Re: strange packet loss

On Mar 14 01:37 PM, Matt Provost wrote:
> We're running an OpenBSD 3.1 pf firewall between our network and our
> ISP. Lately we've had trouble with packet loss - it occurs at random
> intervals, but almost always lasts around 18 seconds (+-1 sec). In
> between, everything looks fine. The drops wreak havoc with ssh sessions
> though.
> We've got a direct cat5 patch to our ISP at the datacenter going into
> the firewall. I can watch the packet loss by running a ping from the
> firewall to the router on the other end of the cable.
> We're pushing about 15Mbits of traffic over this connection. We've got
> 245 filter rules, and every pass rule is stateful.
> If we disable pf, the packet loss seems to go away, although we haven't
> been able to run very extensive tests with it wide open.
> We have a standby firewall that I upgraded to the latest 3.3 snapshot
> (March 12?) and loaded the same ruleset on - and had the same packet
> loss.
> Has anyone ever seen this problem before? I doubt that it's strictly a pf
> problem, since it's been rewritten so much since 3.1.
> Here's my dmesg in case anyone sees anything. I did see that the USB
> controller shares an interrupt with the network cards, but we're not
> using USB and vmstat -i shows that it sends no interrupts.
> Thanks,
> Matt
Ok, since posting this email we've discovered that our DNS servers are
still delegated for some spammer domain that we kicked off months ago.

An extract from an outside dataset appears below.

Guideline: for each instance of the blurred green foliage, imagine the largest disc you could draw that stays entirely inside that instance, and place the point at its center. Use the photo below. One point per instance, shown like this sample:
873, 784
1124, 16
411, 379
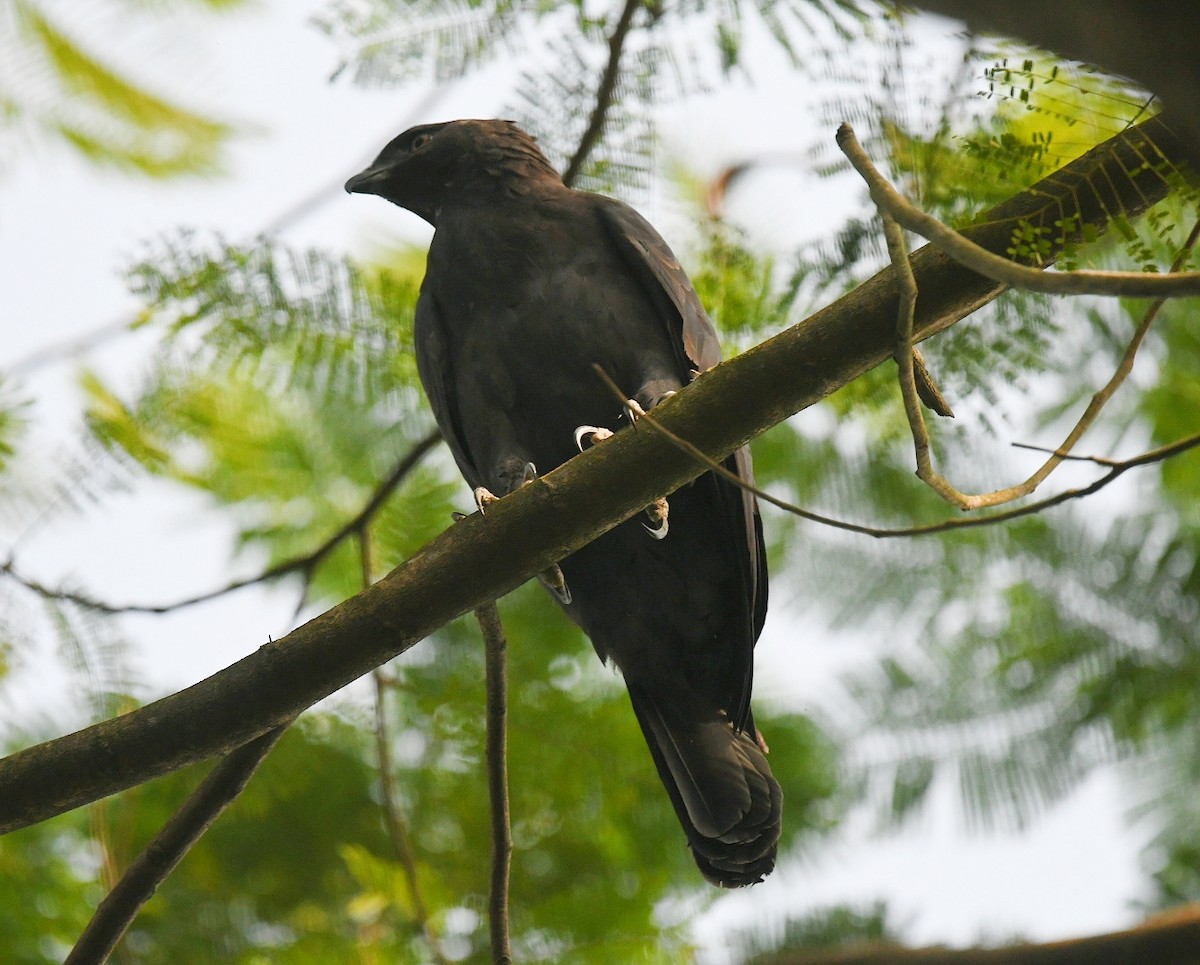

He's still using it as his From: address on spam though. So we're
getting several hundred thousand requests per hour for his DNS info. I'm
guessing that it's the massive number of new connections that is killing
the packet filter. We still get 18 second dropouts all the time.
We've got the lame delegation problem taken care of with his registrar,
and are just waiting for the glue record to update.
In the meantime, what can we do to deal with the problem? Our timeout
settings are the default:
udp.first            60s
udp.single           30s
udp.multiple         60s
Should I decrease these? I already switched from using stateful
connections to just passing DNS requests through.
Are there any queues on the system side that would make a difference?
The sysctl UDP parameters are all default too:
net.inet.udp.recvspace = 41600
net.inet.udp.sendspace = 9216
It is my understanding that these are only used by traffic destined for
the machine though, not passing through it.
I'm sure this is going to happen again, so I'd like to get it resolved
now, especially since updating the root servers takes forever.